Consider a discrete-time LTI system. If the output signal is: $$y[n]=5 \left( \frac{1}{5} \right) ^n u[n] -2^{-n} u[n]$$ , then the input signal will be: $$x[n]=\left( \frac{4}{5} \right) ^n u[n]$$ Find the transfer function and the unit impulse response.

We first find the z-transforms: $$Y(z)= 5\left( \frac{5z}{5z-1} \right) -\frac{2z}{2z-1}$$ $$\Rightarrow Y(z)= \frac{z(40z-23) }{(5z-1)(2z-1)}$$ $$X(z)= \frac{\frac{5z}{4}}{\frac{5z}{4}-1}= \frac{5z}{5z-4}$$ $$H(z)=\frac{Y(z)}{X(z)}= \frac{(5z-4)(40z-23)}{5(5z-1)(2z-1)}=4-\frac{15}{5z-1}+\frac{3}{5(2z-1)}$$

Now, WolframAlpha says that: $$4-\frac{15}{5z-1}+\frac{3}{5(2z-1)}=\frac{92}{5}+ \sum_{n=0}^{\infty} \left( \frac{3\cdot 2^{-n}}{5}- 3\cdot 5^{1-n} \right) z^{-n}$$

If you see any mistakes, please do let me know. Now, I need to find the unit impulse response $$h[n]$$. The inverse $$z-$$transform of the infinite sum is trivial (I think), but I do not know how can I get rid of $$\frac{92}{5}$$ .

Is there any other way to find $$h[n]$$ ?
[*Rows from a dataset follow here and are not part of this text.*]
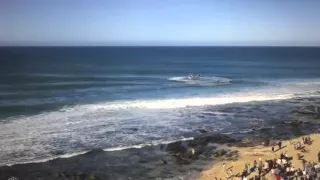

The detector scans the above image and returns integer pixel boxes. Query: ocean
[1,46,320,166]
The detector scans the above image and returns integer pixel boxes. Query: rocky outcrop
[164,134,237,164]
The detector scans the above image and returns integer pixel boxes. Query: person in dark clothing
[272,146,275,152]
[269,160,274,169]
[318,151,320,162]
[278,141,282,150]
[241,170,247,177]
[297,169,303,176]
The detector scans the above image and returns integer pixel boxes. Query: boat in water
[185,74,201,80]
[169,74,232,86]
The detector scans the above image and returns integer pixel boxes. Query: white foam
[103,137,194,151]
[4,151,89,166]
[3,138,195,166]
[90,94,292,110]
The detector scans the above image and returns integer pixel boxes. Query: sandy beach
[201,134,320,180]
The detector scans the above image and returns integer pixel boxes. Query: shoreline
[0,133,237,180]
[0,126,319,180]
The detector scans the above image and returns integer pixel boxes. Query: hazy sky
[1,0,320,46]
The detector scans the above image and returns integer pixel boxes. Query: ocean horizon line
[1,45,320,48]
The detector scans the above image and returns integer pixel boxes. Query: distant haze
[1,0,320,46]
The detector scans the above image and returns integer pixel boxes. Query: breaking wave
[4,137,195,166]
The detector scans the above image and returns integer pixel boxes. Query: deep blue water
[1,46,320,165]
[1,47,320,117]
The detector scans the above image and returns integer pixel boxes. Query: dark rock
[194,145,216,158]
[76,172,86,179]
[185,147,196,158]
[212,149,228,157]
[262,139,270,146]
[165,134,236,163]
[225,150,238,158]
[125,127,139,132]
[89,174,96,180]
[160,144,165,150]
[166,141,187,154]
[188,134,236,147]
[198,129,208,133]
[53,172,59,178]
[138,160,148,163]
[161,159,168,164]
[292,120,303,126]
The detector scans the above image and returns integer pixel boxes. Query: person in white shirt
[286,167,290,173]
[282,158,287,165]
[303,169,307,175]
[264,161,269,171]
[277,159,281,164]
[271,168,275,174]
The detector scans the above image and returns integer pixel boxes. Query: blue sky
[1,0,320,46]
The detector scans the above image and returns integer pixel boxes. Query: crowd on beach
[216,136,320,180]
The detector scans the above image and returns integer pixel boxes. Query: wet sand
[201,134,320,180]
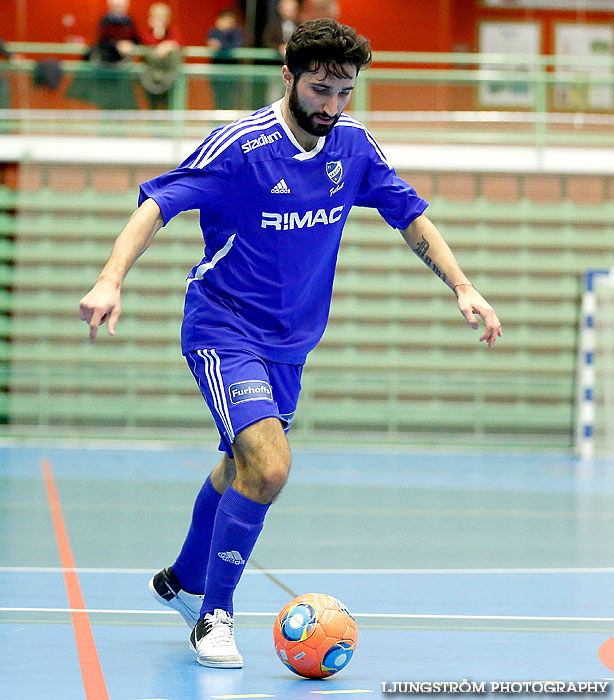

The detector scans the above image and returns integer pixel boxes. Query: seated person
[69,0,139,108]
[95,0,140,64]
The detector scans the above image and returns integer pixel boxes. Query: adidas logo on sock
[271,178,291,194]
[218,550,246,565]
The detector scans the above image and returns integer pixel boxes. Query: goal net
[576,269,614,459]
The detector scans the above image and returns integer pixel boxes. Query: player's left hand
[455,285,502,348]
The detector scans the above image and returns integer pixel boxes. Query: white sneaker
[148,566,203,628]
[190,609,243,668]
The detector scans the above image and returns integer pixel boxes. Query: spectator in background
[207,9,243,110]
[68,0,140,109]
[140,2,182,109]
[95,0,140,64]
[262,0,301,60]
[261,0,301,103]
[300,0,339,20]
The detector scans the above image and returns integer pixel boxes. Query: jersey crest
[326,160,343,185]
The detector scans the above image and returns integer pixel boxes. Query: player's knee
[232,417,291,501]
[260,459,290,498]
[236,452,291,503]
[252,455,290,502]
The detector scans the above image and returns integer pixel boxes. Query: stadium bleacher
[1,158,612,447]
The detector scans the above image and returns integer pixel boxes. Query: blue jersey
[139,99,428,364]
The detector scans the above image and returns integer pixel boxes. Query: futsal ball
[273,592,357,679]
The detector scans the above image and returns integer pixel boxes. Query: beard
[288,81,341,137]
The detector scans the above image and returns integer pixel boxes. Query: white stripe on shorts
[196,350,226,436]
[198,349,235,442]
[208,349,234,442]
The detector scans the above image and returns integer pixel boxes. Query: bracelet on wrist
[453,283,474,291]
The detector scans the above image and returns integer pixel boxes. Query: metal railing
[2,43,614,149]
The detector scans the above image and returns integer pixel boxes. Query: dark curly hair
[285,18,372,80]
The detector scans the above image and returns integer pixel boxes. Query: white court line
[2,607,614,622]
[2,566,614,575]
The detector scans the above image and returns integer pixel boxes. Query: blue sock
[201,486,270,617]
[172,473,222,594]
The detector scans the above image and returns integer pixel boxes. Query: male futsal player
[79,19,502,668]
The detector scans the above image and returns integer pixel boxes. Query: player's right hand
[79,283,122,344]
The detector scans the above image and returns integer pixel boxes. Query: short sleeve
[138,142,233,225]
[355,140,428,230]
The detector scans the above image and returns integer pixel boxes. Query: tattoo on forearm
[413,236,447,282]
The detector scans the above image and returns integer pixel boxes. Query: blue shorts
[186,348,303,457]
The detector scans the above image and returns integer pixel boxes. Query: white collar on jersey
[272,98,326,161]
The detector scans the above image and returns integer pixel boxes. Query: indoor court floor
[1,443,614,699]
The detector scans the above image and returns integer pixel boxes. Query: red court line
[41,458,110,700]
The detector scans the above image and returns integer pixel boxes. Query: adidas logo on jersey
[271,179,291,194]
[218,550,246,565]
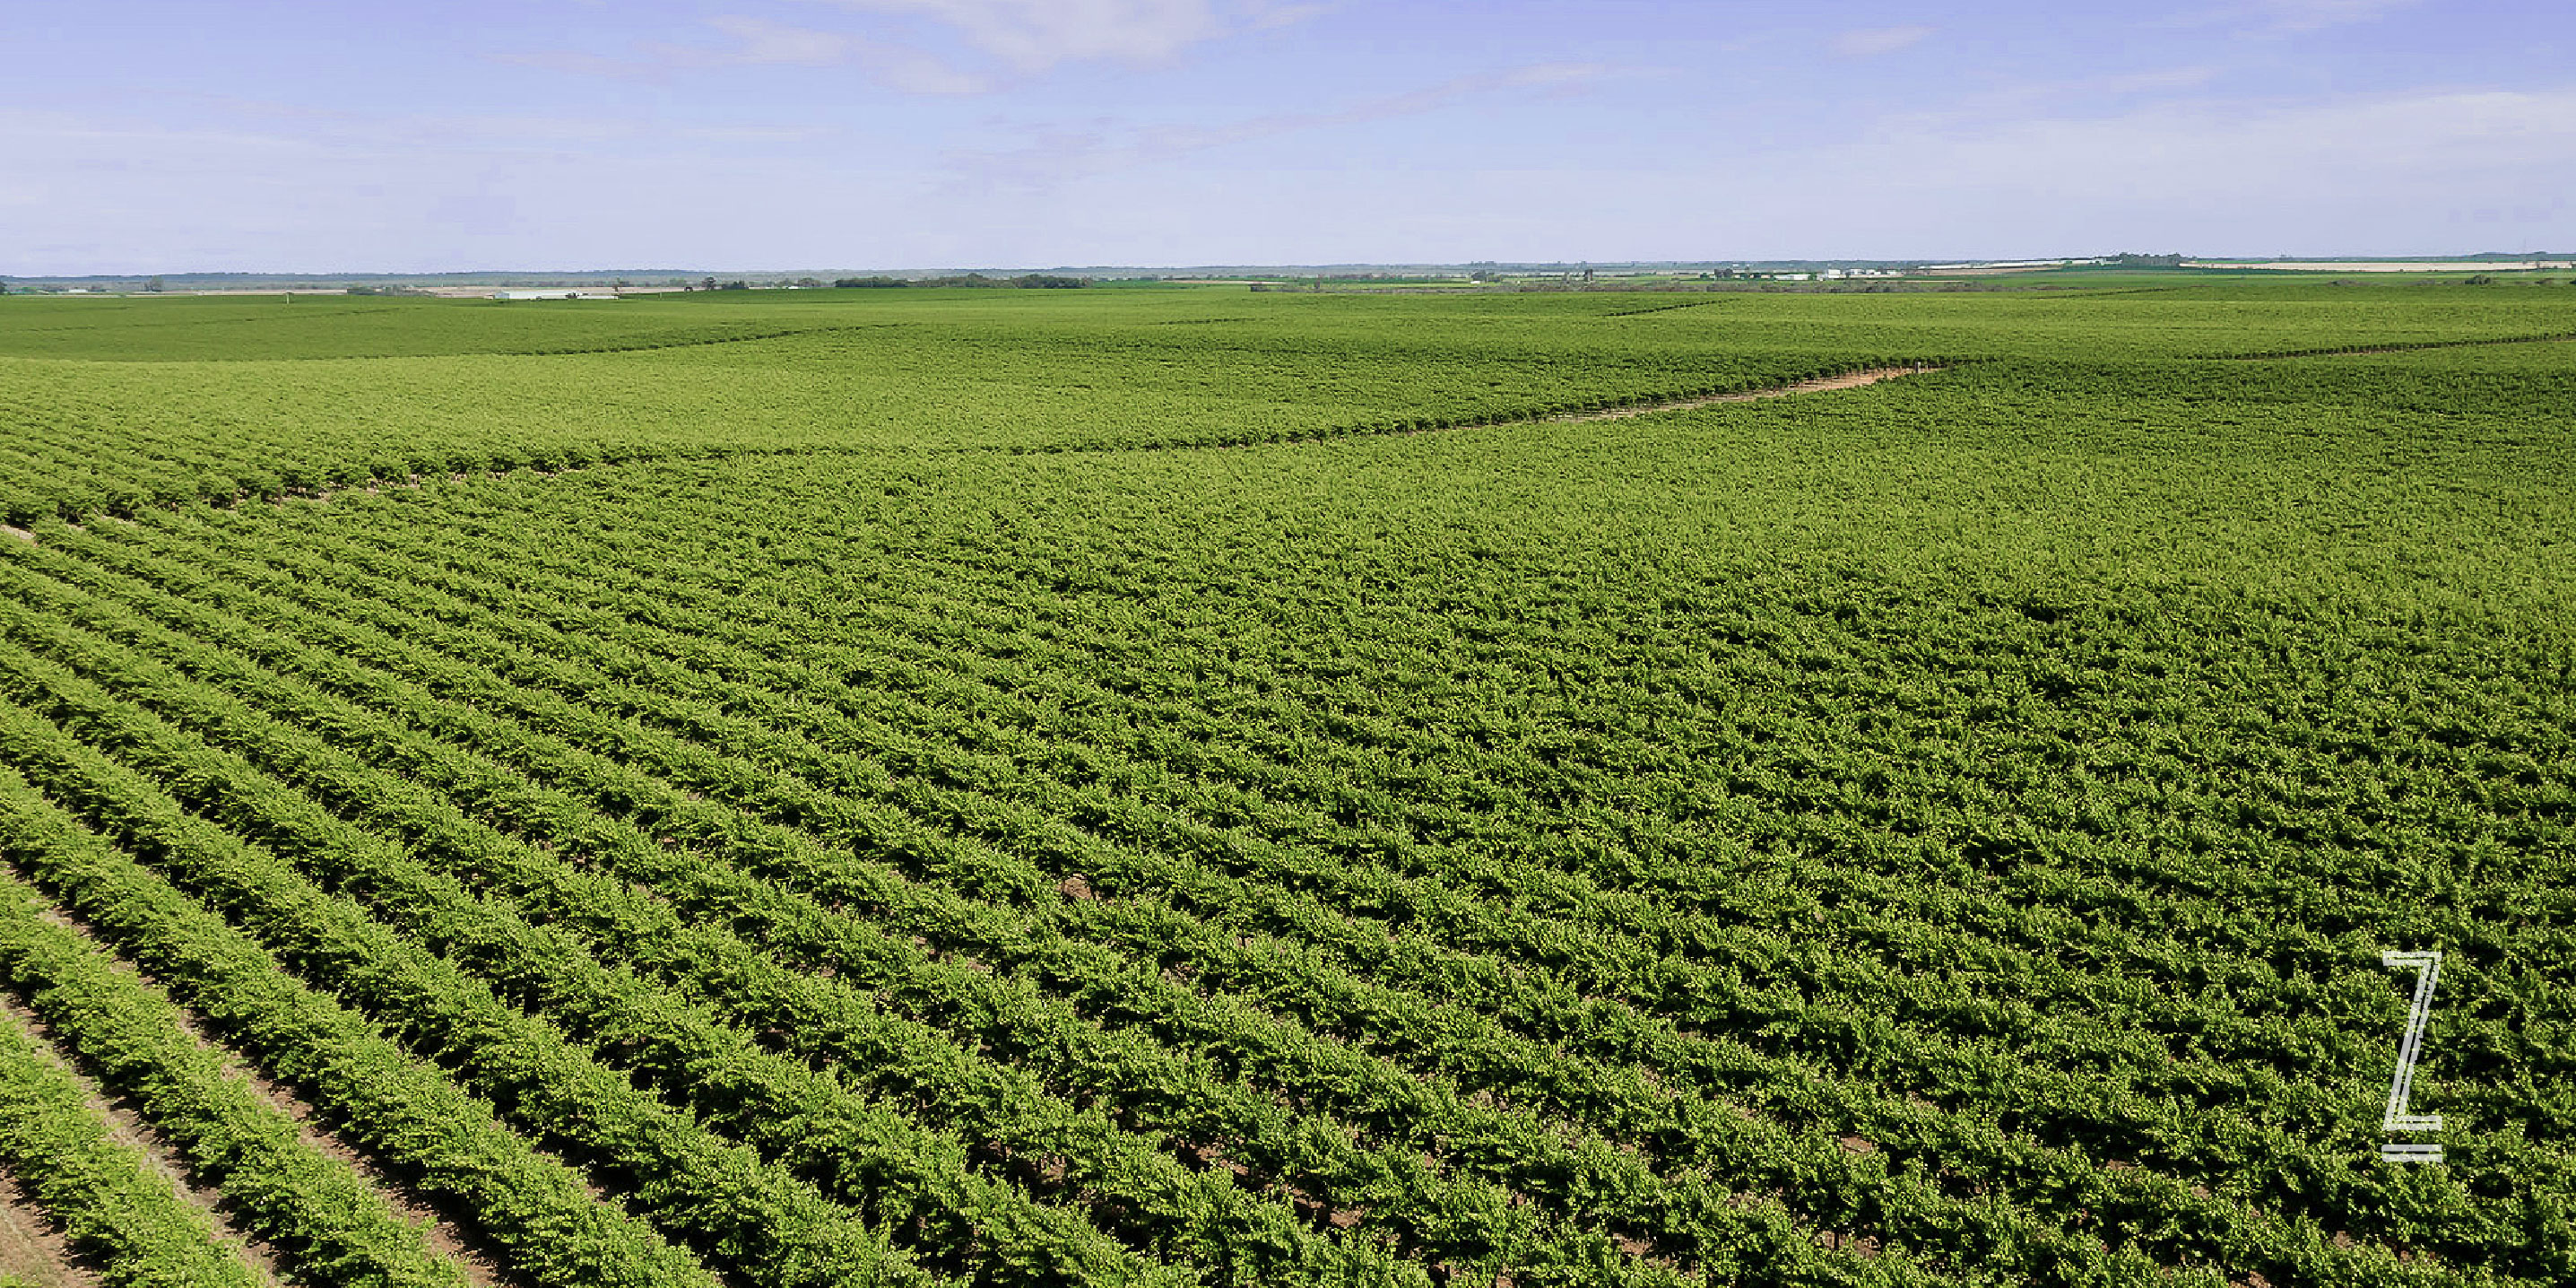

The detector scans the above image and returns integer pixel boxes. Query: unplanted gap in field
[1538,365,1938,423]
• Why not simply invert $H(z)$ directly? You know how to invert 1 and $\frac{1}{z-u}$ I guess? – Paul Jul 13 '19 at 8:31
• @Paul , thanks for the comment. I was using a table that does not include $\frac{1}{z-u}$ . I found another table that is more comprehensive: control.dii.unisi.it/sdc/altro/TabellaTrasformataZ.pdf . However, the first answer below, from LutzL, has been the most insightful part for me regarding this question. – evaristegd Jul 13 '19 at 19:50

As the system is LTI, the response to $$\tilde x[n]=\left(\frac45\right)^nu[n-1]=\frac45\left(\frac45\right)^{n-1}u[n-1]$$ is $$\tilde y[n]=\frac45\left(5\left(\frac15\right)^{n-1}u[n-1]-2^{1-n}u[n-1]\right)$$ so that the answer to the unit pulse $$x-\tilde x$$ is $$h[n]=y[n]-\tilde y[n]=5\left(\frac15\right)^n(u[n]-4u[n-1])-2^{-n}\left(u[n]-\frac85u[n-1]\right)$$ Now use that $$u[n]=u[n-1]+\delta[n]$$ to simplify to $$h[n]=\underbrace{\left(20-\frac85\right)}_{=\frac{92}5}δ[n]- 15\left(\frac15\right)^n u[n]+\frac35\cdot 2^{-n} u[n]$$ which is exactly what you got, so it is highly probable that also your intermediate steps were correct.